Traditional Czech pubs, hidden neighbourhood gems, Michelin picks & the food tours worth booking
Prague’s restaurant scene has changed dramatically in the past decade. The city that once meant nothing beyond goulash and cheap beer now has Michelin stars, outstanding modern Czech cuisine and one of the most vibrant neighbourhood food cultures in Central Europe. The tourist traps still exist — and they are very easy to stumble into — but the genuinely great places are there if you know where to look. This guide is built around where people who actually live in Prague choose to eat.
What’s in This Guide
What to Order in Prague — The Essential Dishes
Before the restaurant recommendations, a quick guide to what is actually worth ordering. Czech cuisine is built around slow-cooked meat, dumplings, cabbage and excellent beer. It is not subtle, but at its best it is deeply satisfying.
Must-Try Czech Dishes
- Svíčková na smetaně — Braised beef sirloin in a root vegetable cream sauce, served with bread dumplings, cranberries and a dollop of whipped cream. The national dish. Order it at least once.
- Vepřo-knedlo-zelo — Roast pork, bread dumplings, sauerkraut. The Holy Trinity of Czech pub food. Simple, cheap, perfect.
- Guláš — Czech beef goulash, thicker and less paprika-heavy than Hungarian. Always served with dumplings. Outstanding in autumn and winter.
- Řízek — Czech schnitzel, typically pork or chicken. Served with potato salad at lunch. Deceptively excellent when made well.
- Tatarák (Steak Tartare) — Prague does beef tartare exceptionally well — raw minced beef with egg yolk, mustard, capers and rye toast. A standard pub dish, not a luxury item.
- Knedlíky (Bread Dumplings) — Not a dish on their own but the essential accompaniment to almost everything. Steamed sliced bread rolls that absorb sauces beautifully.
- Chlebíčky — Open sandwiches piled high with egg salad, ham, pickles or smoked fish on white bread. The best quick lunch in the city, found at any good delicatessen.
- Roast Duck — Slow-roasted half duck with red cabbage and dumplings. The best version in Prague is at Hostinec near Vyšehrad.
What to Drink
- Pilsner Urquell — The original Czech lager, from Plzeň. Always order it in a proper pub where it is tank-conditioned — the difference from bottled is enormous.
- Kozel Tmavý (Dark) — A dark Czech lager with a slightly sweet, roasted character. Excellent and very cheap.
- Budvar (Budweiser Budvar) — The original Czech Budweiser from České Budějovice, not the American version. Fuller and more bitter than Pilsner Urquell.
- Kofola — The Communist-era Czech cola. Herbal, slightly bitter, surprisingly good.
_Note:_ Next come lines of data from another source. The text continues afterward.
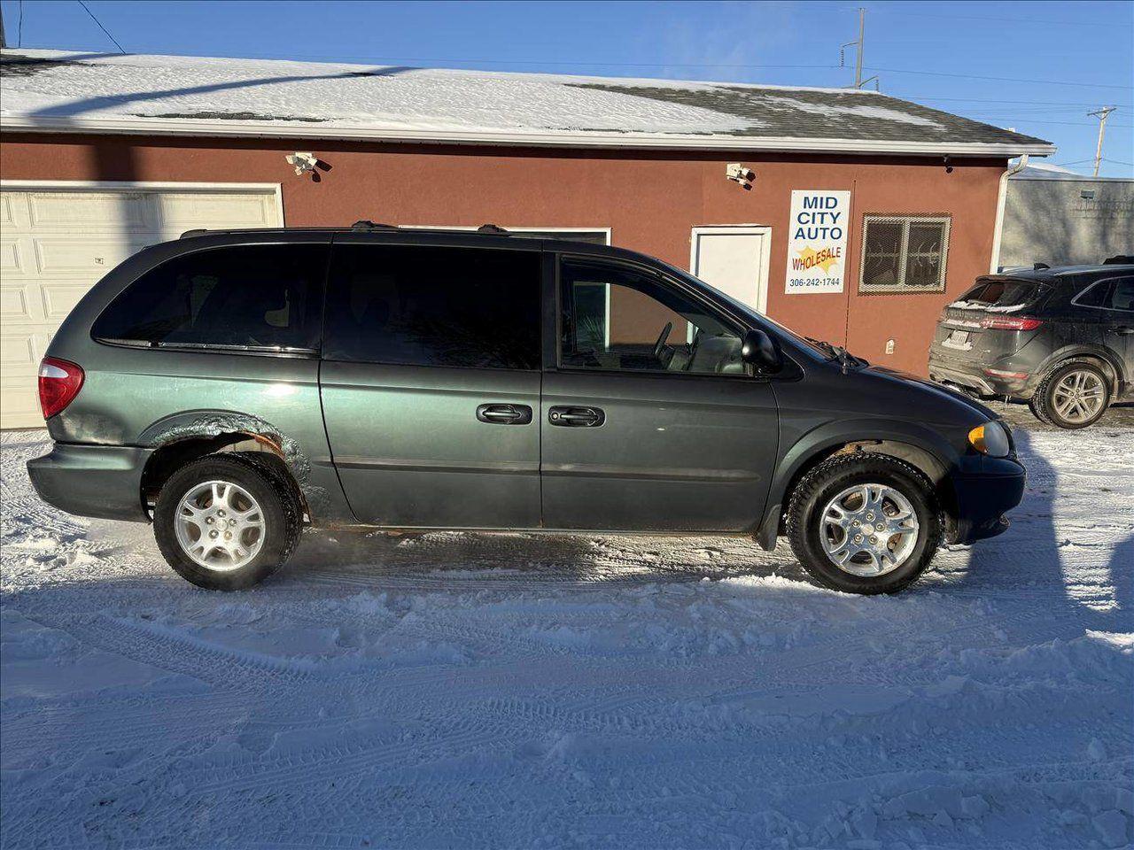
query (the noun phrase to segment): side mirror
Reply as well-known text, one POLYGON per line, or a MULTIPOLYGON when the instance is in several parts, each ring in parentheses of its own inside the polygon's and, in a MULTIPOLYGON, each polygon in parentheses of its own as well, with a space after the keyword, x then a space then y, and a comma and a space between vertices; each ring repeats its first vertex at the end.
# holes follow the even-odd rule
POLYGON ((741 359, 751 366, 756 367, 756 372, 764 375, 775 375, 784 368, 784 356, 779 346, 764 331, 747 331, 741 340, 741 359))

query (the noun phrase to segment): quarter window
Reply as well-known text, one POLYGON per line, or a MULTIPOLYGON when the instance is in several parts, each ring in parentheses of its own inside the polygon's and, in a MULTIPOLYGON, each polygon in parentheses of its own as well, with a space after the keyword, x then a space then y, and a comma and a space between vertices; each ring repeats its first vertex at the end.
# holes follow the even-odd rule
POLYGON ((336 245, 323 357, 540 368, 540 254, 336 245))
POLYGON ((862 241, 860 291, 945 291, 947 216, 866 215, 862 241))
POLYGON ((564 367, 744 374, 739 334, 652 272, 564 260, 559 287, 564 367))
POLYGON ((92 334, 156 347, 318 350, 327 252, 240 245, 183 254, 132 283, 92 334))
POLYGON ((1134 313, 1134 278, 1118 278, 1110 290, 1110 309, 1134 313))

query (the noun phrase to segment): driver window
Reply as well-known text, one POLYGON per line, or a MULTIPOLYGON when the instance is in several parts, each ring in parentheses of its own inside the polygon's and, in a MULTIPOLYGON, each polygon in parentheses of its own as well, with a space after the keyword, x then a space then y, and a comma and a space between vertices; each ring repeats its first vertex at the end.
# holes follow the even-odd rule
POLYGON ((744 374, 741 338, 660 275, 590 260, 560 267, 568 368, 744 374))

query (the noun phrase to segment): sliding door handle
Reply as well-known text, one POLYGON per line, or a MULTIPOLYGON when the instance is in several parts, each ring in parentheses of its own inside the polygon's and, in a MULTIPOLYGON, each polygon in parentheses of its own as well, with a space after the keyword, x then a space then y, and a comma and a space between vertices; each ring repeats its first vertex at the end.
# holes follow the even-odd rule
POLYGON ((548 422, 568 428, 596 428, 607 420, 599 407, 552 407, 548 410, 548 422))
POLYGON ((527 405, 481 405, 476 408, 476 418, 489 425, 528 425, 532 408, 527 405))

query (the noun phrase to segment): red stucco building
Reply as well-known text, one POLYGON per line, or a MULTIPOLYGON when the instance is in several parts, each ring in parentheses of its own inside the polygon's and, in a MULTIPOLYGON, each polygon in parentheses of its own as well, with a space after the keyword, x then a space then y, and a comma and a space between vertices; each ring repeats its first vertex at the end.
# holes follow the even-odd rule
POLYGON ((358 219, 609 240, 924 373, 996 256, 1009 158, 1053 151, 847 90, 44 51, 6 51, 2 82, 6 401, 132 250, 358 219))

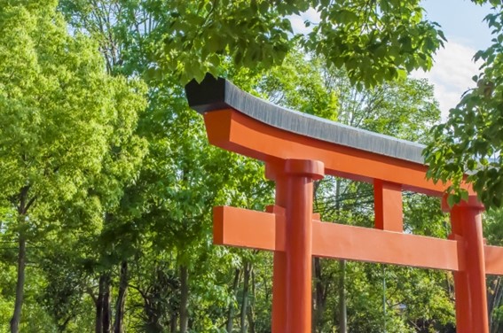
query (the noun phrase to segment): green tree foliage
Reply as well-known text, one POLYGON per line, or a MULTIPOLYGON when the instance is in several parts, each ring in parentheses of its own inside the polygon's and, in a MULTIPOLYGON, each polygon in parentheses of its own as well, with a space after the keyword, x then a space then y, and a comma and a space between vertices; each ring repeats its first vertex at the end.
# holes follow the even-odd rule
MULTIPOLYGON (((23 330, 270 331, 271 256, 213 246, 211 207, 263 210, 271 183, 260 163, 208 144, 181 83, 210 71, 279 105, 425 141, 438 109, 431 87, 404 74, 431 66, 438 27, 417 1, 342 4, 62 0, 67 26, 55 3, 0 0, 3 321, 20 252, 9 242, 21 236, 23 330), (310 6, 322 22, 294 35, 285 15, 310 6)), ((437 201, 405 197, 408 232, 445 236, 437 201)), ((370 226, 372 202, 366 184, 318 186, 326 221, 370 226)), ((319 331, 341 324, 342 298, 350 331, 442 331, 452 322, 449 275, 335 260, 319 267, 319 331)))
POLYGON ((434 128, 425 157, 429 177, 452 181, 452 202, 467 197, 460 185, 468 174, 466 180, 486 208, 497 208, 503 205, 503 5, 499 1, 490 3, 494 12, 485 21, 494 38, 491 46, 474 57, 483 61, 482 72, 473 77, 476 88, 467 91, 451 109, 447 121, 434 128))
POLYGON ((97 45, 69 35, 55 9, 55 2, 0 4, 1 199, 14 215, 4 233, 18 243, 12 332, 20 329, 30 247, 55 228, 87 222, 52 218, 64 205, 92 199, 102 174, 129 172, 134 153, 122 148, 138 151, 131 135, 145 107, 142 85, 108 76, 97 45), (107 159, 122 165, 106 170, 107 159))

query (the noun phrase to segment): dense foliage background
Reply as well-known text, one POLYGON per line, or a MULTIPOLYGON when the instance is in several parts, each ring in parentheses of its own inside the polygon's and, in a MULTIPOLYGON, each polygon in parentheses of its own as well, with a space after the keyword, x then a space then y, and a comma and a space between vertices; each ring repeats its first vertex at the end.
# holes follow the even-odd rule
MULTIPOLYGON (((483 166, 470 180, 500 244, 503 15, 490 3, 478 88, 432 139, 433 89, 406 73, 428 69, 444 37, 417 0, 0 0, 0 331, 271 330, 271 253, 211 244, 212 206, 263 210, 274 190, 263 165, 208 144, 183 89, 208 71, 433 142, 436 180, 483 166), (286 16, 310 7, 322 21, 295 35, 286 16)), ((315 197, 323 221, 373 224, 369 184, 326 177, 315 197)), ((447 236, 437 199, 404 197, 407 232, 447 236)), ((313 332, 455 331, 449 272, 313 262, 313 332)), ((488 295, 499 332, 499 277, 488 295)))

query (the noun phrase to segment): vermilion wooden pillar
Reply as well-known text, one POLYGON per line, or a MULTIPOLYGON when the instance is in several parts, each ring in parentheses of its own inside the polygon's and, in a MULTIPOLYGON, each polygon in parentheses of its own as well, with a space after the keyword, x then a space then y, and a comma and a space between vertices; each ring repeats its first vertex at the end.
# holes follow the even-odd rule
POLYGON ((186 91, 209 142, 265 162, 276 182, 267 213, 214 208, 216 244, 274 252, 274 333, 310 331, 312 256, 452 271, 457 331, 488 333, 485 274, 503 275, 503 248, 483 244, 473 189, 463 184, 469 199, 448 209, 449 239, 403 232, 402 190, 442 197, 449 185, 426 178, 422 146, 282 109, 224 79, 186 91), (375 228, 313 216, 312 182, 324 173, 373 183, 375 228))
POLYGON ((484 244, 481 213, 483 205, 470 197, 450 209, 452 236, 460 242, 465 267, 454 275, 458 333, 489 333, 484 244))
POLYGON ((322 162, 287 159, 268 164, 276 181, 276 205, 286 208, 285 252, 276 251, 272 331, 308 332, 311 327, 313 181, 325 174, 322 162))

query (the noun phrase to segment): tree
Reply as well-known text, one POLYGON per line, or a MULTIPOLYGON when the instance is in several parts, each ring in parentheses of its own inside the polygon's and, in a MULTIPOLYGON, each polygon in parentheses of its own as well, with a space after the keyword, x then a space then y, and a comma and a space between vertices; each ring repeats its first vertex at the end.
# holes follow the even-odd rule
POLYGON ((452 182, 451 203, 468 197, 467 190, 460 188, 466 180, 486 208, 498 208, 503 205, 503 4, 490 3, 494 12, 485 20, 493 29, 493 44, 474 57, 483 60, 483 72, 473 77, 476 88, 451 109, 445 123, 435 127, 425 157, 429 177, 452 182))
POLYGON ((0 44, 0 184, 16 214, 8 228, 18 242, 18 332, 27 245, 52 228, 58 205, 90 190, 144 100, 141 85, 106 75, 95 43, 68 34, 56 2, 2 2, 0 44), (114 133, 117 125, 123 133, 114 133))

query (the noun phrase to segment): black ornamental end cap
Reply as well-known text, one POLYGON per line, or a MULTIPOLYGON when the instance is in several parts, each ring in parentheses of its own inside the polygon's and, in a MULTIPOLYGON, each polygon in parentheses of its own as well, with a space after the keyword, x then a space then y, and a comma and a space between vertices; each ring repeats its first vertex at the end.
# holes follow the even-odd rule
POLYGON ((198 83, 194 79, 185 85, 189 106, 203 114, 229 107, 225 103, 225 79, 216 79, 209 73, 198 83))

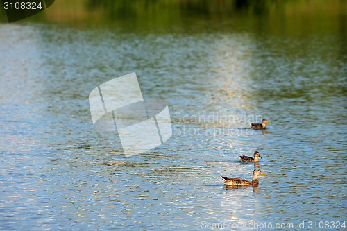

Try it once.
- Svařák — Czech mulled wine, sold at Christmas markets and winter street stalls from November through February.
The most reliable Czech pub-restaurant in Prague and the one I recommend to everyone visiting for the first time. Part of the Ambiente group, Lokál manages the rare trick of being both genuinely excellent and consistently busy without ever feeling like a tourist operation. The food is superb — svíčková, guláš, řízek — and the Pilsner Urquell is tank-conditioned and poured to perfection, one of the best pints in the city. The interior deliberately references 1970s Czech pub culture, right down to the plastic bread baskets and no-nonsense service.
Order: Svíčková na smetaně or the beef tartare to start, then roast pork or guláš. Tank Pilsner Urquell throughout.
One of the most talked-about Czech restaurants in the city right now and the recipient of a Michelin Bib Gourmand in 2025 — the guide’s recognition for exceptional quality at a fair price. Výčep (the name means “tap room”) operates like a spirited, unpretentious local pub, but the kitchen takes Czech classics seriously: they hunt, grow and catch what they can, and make almost everything — bread, salami, cheese, sauerkraut — in-house. Not in the tourist centre, but absolutely worth the metro ride to Žižkov.
Order: Whatever the daily special is. The kitchen is seasonal and ingredient-led — trust it completely.
Part butcher shop, part standing restaurant, Kantýna is where serious meat lovers eat in Prague. High-quality local Czech beef — steak, tartare, carpaccio, smoked cuts — ordered at the counter, eaten at communal tables or standing at the central block. The burger is widely considered the best in Prague. Walk in, take a ticket from the register, order at the counter and find a spot. No fuss, no pretension, extraordinary quality. Expect to queue at lunch on weekdays.
Order: The beef tartare, then whatever steak is chalked on the board. The burger for lunch. Always a Czech lager from the tap.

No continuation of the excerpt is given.